Lazy Girl Dutch Baby
Almost everything I made last year was at least a little quirky and ambiguous in some way. This week a 25-minute Dutch Baby was the star of breakfast for dinner, an idea which itself is a contraction. Despite the simplicity, it was beyond delicious, visually magnificent, and did not require my toiling over a hot griddle flipping for a half hour. Quick doesn’t have to mean boring or tasteless – goodbye pancakes. Forever.

ingredients
- 4 Tbs butter
- 1/2 cup flour
- 1/2 cup milk, room temp
- 3 eggs, also room temp
- 1 Tbs sugar
- Pinch of freshly grated nutmeg
method
Preheat oven to 425° and in it melt the butter in a 10-12” cast iron skillet. The smaller the skillet the more dramatic the puff effect.

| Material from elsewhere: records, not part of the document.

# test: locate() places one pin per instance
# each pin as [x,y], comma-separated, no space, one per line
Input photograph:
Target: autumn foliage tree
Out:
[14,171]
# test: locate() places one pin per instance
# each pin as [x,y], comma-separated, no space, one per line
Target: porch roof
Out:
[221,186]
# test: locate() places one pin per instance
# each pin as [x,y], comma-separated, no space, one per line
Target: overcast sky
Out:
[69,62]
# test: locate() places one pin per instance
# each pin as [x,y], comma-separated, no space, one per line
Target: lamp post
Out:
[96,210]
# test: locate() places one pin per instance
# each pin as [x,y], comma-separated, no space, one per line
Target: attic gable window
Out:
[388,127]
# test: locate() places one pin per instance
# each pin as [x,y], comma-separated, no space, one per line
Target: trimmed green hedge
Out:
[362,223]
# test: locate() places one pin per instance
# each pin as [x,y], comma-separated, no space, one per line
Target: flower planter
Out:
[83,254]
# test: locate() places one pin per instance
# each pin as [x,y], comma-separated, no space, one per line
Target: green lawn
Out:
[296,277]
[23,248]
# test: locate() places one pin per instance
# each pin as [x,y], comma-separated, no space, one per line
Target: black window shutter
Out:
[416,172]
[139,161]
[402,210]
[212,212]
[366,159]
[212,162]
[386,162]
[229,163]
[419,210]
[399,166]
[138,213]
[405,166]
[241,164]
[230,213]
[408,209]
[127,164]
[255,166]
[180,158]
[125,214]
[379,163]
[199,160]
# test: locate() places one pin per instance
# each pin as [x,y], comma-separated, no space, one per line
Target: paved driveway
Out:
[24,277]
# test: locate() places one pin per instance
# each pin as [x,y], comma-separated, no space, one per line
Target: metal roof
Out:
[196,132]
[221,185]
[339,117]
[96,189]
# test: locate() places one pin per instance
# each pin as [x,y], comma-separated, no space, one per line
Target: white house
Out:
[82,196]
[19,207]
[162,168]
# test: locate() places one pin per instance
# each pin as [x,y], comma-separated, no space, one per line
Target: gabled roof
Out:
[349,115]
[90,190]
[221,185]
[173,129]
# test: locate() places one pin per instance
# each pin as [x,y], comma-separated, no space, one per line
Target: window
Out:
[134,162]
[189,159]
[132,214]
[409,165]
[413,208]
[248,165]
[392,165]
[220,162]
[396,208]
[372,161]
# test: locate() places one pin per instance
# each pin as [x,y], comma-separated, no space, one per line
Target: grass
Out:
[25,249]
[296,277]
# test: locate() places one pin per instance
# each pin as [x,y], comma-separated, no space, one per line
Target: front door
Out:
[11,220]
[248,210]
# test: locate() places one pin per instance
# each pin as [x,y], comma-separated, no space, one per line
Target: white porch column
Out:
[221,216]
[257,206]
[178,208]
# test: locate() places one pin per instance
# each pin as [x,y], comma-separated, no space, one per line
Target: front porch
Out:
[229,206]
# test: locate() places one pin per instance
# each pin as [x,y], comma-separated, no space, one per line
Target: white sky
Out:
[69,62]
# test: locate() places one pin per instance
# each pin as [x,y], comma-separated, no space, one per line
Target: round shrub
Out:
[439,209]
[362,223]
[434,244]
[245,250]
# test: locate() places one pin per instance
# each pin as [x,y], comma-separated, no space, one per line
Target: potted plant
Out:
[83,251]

Mix eggs and whisk in flour, milk, sugar and nutmeg. Add to the hot skillet and bake 15 minutes. It will brown and puff, but if still jiggly you can turn off oven and let it sit 5 minutes to finish cooking. Slice into giant wedges and serve with powdered sugar.



Note: you may also omit the sugar and add 5oz of mixed shredded cheese like cheddar/parm in two layers as you pour the batter into the skillet. (I leave in the nutmeg either way.) Top with an herby arugula mix and a splash of balsamic vinaigrette.